Otro comentario, ahora enviado por correo:

“Pensé en esa chispa que hemos perdido, en cómo la falta de arrojo se remplaza por los moldes que elegimos, pretendiendo salir positivos luego de ser vaciados. Y todo se vuelve una pose de adolescentes refinados. Entonces aparecen los niños y las niñas genio que necesitan aplauso y que corren frenéticos a él; entonces aparecen los vergonzantes que lastimeros hacen de la miseria de los pobres su bandera y su experiencia de orden superior. Entonces aparecen todos los perros de mercado de pueblo viejo queriendo un pedazo del gomelo del que nadie sabía que era menos que nadie.

Pensaba en usted, y deseé volver a clase, porque sacar a pasear las palabras sin llevar tras de sí las cosas se ha vuelto un trámite fácil en la fragilidad de gente fragmentada que escribe en retazos. Entonces pensé en usted, con la máscara corrida y envuelta en un tufo de anís, riendo mientras todos se le quedan viendo sin saber qué hacer, sin saber que es precisamente ese no saber lo que los hizo del montón”.

Fin de la autoficción

2 Jul

Durante los últimos diez años consagré la mitad del espacio en este blog y más de la mitad en mi cuenta de Twitter a convertir mi vida en asunto de dominio público, especialmente mi vida amorosa. No quiero seguir haciendo eso porque el amor se acaba y yo sigo pensando en literatura, en temas eruditos, en frases célebres, en comprar un libro o en sacar otro de la biblioteca.

El amor de pareja no es el gran tema en la historia de mi vida, no es el centro, es mucho más importante leer y escribir y escribir sobre lo que leo y sobre lo que pienso de esas lecturas. Voy a retomar lo que hacía hace quince años: ensayos. No quiero escribir ensayos de veinte o treinta páginas con veinte citas y  dos páginas de bibliografía; quiero escribir ensayos de quinientas páginas sin muchas citas y sin mucha bibliografía. Espero hacer eso durante los próximos cinco años.

Para lograr lo que sueño me acogeré a los consejos sabios de Emerson.

Hace quince hace tenía un extenso fichero que llenaba a mano, ahora tengo este blog y Word.
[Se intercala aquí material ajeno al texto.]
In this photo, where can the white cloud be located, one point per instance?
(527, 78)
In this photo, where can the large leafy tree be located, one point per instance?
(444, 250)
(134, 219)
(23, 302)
Más fácil imposible:

“Lleva un diario para hacerte el hábito de rendir cuenta de ti mismo ante ti mismo de alguna manera rigurosa y con intervalos más regulares que los que puede ofrecerte la mera conversación”. Lo que Emerson llevaba , y lo que recomendaba con entusiasmo a otros, era lo que solía denominarse un libro de citas, un volumen en blanco en el que uno toma nota de las imágenes más vívidas, las grandes descripciones, las expresiones notables, los puntos sobresalientes de la propia vida y de sus lecturas; las cosas que uno quiere recordar y conservar.  Un libro de citas no es un diario, ni un calendario ni una agenda, ni un registro de los propios sentimientos. Si tu diario consiste en los mejores momentos de tu vida y tus lecturas, entonces releerlo será como caminar por una elevada senda de montaña que va de una cumbre a otra sin tener que descender a la depresión de la rutina. El solo hecho de leer un diario exclusivamente compuesto por puntos altos tensará las cuerdas y elevará el tono del lector.

***

Siempre es útil que otros te digan qué es lo que no funciona. Entonces, cuando esa persona habla de lo que sí funciona, podemos darle crédito. Emerson abandonó el sistema del encabezamiento predeterminado del tema. Le explicó su nuevo sistema a Elizabeth Peabody, quien se lo transmitió por carta a su hermano George:

“Me aconsejó llevar un libro manuscrito y tomar nota en él de cada idea que se me ocurriera sobre cualquier tema interesante, conservando las imágenes con las que había surgido en mi mente. Este manuscrito debía ser perfectamente informal, permitiendo pasar de un tema a otro con sólo trazar una línea divisoria entre ellos. Después de que estuviera escrito, podía encabezar cada zona con un tema; y cuando quisiera escribir un artículo… allí estarían todas mis ideas, listas“.

Emerson debería haber agregado -o tal vez Peabody lo olvidó- que uno tenía que hacer un índice de cada diario al final para poder encontrar todas las entradas sobre un determinado tema sin tener que leer todo el manuscrito cada vez que se deseaba localizar algo. ¡Un blog!